Vietnam’s resistance against China caught the attention of former U.S. President Barack Obama, who in 2016 lifted a post-Vietnam War embargo on sales of lethal arms to Hanoi. Vietnam aside, the U.S. regularly sends warships into the South China Sea on “freedom of navigation operations” to warn China, which Washington sees as a rival superpower.

Vietnam doesn’t want to get too close militarily, said Carl Thayer, emeritus professor at the University of New South Wales in Australia.

Vietnamese media went low-key in covering the USS Theodore Roosevelt visit, Thayer said. Hanoi’s leaders are focused, he said, on a 7-year-old “comprehensive partnership” that covers cooperation beyond defense.

Vietnam trades briskly with China and keeps macro relations stable despite the maritime spats as part of a multicountry foreign policy. The Southeast Asian government has comprehensive strategic partnerships too with India and its old ally Russia.

Some conservatives in the Vietnamese government don’t want U.S. relations to grow “too fast,” Nguyen said.

Tougher on trade

The U.S. government’s Feb. 10 delisting of Vietnam as a “developing country” indicates a knottier bilateral trade relationship; the move gives Washington more clout to investigate whether Vietnamese export subsidies hurt U.S. industries.

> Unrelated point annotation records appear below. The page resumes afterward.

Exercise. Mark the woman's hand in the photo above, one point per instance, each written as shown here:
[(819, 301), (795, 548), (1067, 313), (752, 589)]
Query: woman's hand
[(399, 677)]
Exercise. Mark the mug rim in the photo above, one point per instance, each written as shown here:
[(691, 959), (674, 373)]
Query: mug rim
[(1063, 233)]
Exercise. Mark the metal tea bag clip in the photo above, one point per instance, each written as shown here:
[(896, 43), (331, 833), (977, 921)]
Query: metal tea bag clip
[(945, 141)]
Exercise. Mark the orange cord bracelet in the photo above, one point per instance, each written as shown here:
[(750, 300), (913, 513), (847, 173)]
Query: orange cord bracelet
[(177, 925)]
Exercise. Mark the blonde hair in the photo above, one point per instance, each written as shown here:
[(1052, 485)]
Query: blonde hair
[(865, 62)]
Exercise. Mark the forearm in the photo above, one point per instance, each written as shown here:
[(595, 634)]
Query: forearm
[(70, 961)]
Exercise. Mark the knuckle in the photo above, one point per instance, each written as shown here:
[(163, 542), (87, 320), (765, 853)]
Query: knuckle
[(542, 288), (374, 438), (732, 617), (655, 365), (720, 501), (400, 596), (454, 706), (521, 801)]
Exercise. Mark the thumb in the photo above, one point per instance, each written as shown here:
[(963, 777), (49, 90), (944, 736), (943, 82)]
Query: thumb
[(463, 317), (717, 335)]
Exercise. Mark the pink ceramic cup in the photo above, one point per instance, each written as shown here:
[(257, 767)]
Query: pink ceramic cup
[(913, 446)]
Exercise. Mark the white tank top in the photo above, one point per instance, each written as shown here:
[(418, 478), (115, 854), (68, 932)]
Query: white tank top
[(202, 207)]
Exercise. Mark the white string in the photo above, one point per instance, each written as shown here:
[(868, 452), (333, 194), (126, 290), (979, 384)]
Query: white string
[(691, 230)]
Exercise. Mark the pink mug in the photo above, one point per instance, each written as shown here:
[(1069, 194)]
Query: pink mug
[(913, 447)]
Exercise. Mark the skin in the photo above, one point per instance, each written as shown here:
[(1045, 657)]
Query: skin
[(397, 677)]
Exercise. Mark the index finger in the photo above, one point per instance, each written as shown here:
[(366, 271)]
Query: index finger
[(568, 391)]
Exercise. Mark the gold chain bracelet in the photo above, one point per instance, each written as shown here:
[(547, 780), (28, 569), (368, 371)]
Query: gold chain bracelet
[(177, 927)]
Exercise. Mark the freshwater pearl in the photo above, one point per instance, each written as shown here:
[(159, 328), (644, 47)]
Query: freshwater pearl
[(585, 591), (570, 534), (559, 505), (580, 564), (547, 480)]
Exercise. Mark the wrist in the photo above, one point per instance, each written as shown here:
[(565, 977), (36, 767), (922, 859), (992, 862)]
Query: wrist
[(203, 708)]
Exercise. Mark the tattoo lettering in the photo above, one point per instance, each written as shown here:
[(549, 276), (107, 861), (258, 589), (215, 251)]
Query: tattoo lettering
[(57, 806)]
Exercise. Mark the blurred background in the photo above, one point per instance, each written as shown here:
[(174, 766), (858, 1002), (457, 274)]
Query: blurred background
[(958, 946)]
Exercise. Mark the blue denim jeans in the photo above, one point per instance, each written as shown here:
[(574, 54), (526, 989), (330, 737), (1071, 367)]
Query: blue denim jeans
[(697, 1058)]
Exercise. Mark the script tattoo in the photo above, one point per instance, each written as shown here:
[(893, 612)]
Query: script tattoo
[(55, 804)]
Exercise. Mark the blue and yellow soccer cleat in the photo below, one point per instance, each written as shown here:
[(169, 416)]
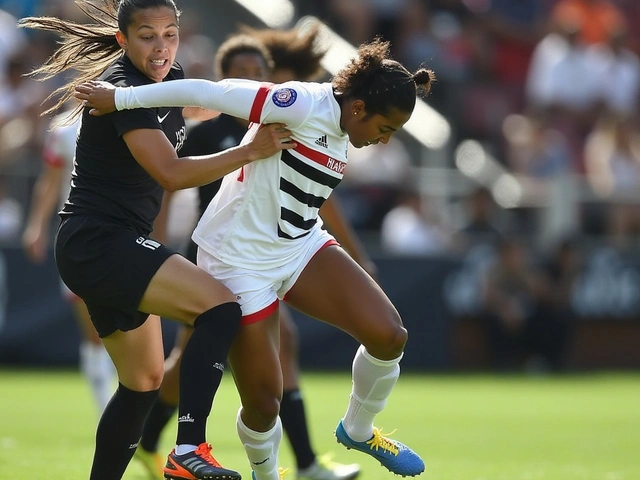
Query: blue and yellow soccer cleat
[(393, 455)]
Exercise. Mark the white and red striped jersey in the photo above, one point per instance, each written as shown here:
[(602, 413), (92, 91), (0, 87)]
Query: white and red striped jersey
[(60, 149), (263, 211)]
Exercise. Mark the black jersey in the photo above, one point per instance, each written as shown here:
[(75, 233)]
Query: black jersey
[(107, 181), (208, 137)]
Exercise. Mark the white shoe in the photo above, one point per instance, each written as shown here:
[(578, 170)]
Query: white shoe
[(324, 469)]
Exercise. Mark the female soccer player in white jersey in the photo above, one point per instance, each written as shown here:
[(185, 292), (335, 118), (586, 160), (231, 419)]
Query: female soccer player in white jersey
[(261, 236)]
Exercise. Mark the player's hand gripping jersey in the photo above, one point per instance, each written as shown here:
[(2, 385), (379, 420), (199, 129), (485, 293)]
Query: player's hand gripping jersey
[(264, 210)]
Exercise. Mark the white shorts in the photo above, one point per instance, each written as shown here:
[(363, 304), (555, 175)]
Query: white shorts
[(258, 291)]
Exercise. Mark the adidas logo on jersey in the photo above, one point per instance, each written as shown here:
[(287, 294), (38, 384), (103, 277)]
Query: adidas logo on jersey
[(322, 141)]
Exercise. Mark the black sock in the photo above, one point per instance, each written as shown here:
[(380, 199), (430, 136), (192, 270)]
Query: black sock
[(119, 431), (201, 369), (294, 423), (159, 416)]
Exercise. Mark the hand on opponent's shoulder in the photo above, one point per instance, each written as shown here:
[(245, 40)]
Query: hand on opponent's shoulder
[(99, 96)]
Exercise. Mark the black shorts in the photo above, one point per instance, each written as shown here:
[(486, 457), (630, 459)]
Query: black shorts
[(109, 266)]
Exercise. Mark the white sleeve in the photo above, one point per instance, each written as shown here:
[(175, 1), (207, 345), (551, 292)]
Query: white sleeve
[(258, 102)]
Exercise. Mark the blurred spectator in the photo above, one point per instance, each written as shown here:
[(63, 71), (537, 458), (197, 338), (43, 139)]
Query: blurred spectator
[(11, 40), (620, 74), (411, 227), (481, 225), (362, 20), (11, 215), (535, 152), (593, 19), (196, 48), (21, 8), (563, 85), (518, 316), (21, 126), (514, 29), (562, 74), (373, 177), (612, 157)]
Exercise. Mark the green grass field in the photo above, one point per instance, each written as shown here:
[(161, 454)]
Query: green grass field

Vietnam must now follow rules-of-origin guidelines on steel and footwear, business consultancy Dezan Shira & Associates says in a research note. U.S. officials, already nonplussed by a $47 billion bilateral trade deficit, worried last year about whether Chinese goods were being shipped through Vietnam to avoid U.S. tariffs.

Possibly to ease resentment in Washington, Vietnam agreed this week to buy $3 billion in American farm goods.

Vietnam’s lure of cheap labor has boosted export manufacturing over the past eight years. The country doesn’t need special treatment anymore, said Frederick Burke, partner with the law firm Baker McKenzie in Ho Chi Minh City.

“The benefits of moving up the ladder is that you no longer depend on handouts,” he said. “You have real investors deeming Vietnam to be one step better in terms of investment grade, so people will come here out of their own private sector motives, and it’s more of a natural thing instead of having to be on life support like some least-developed countries.”

However, Vietnam hopes never to become “vulnerable to U.S. pressure to open up politically,” King said.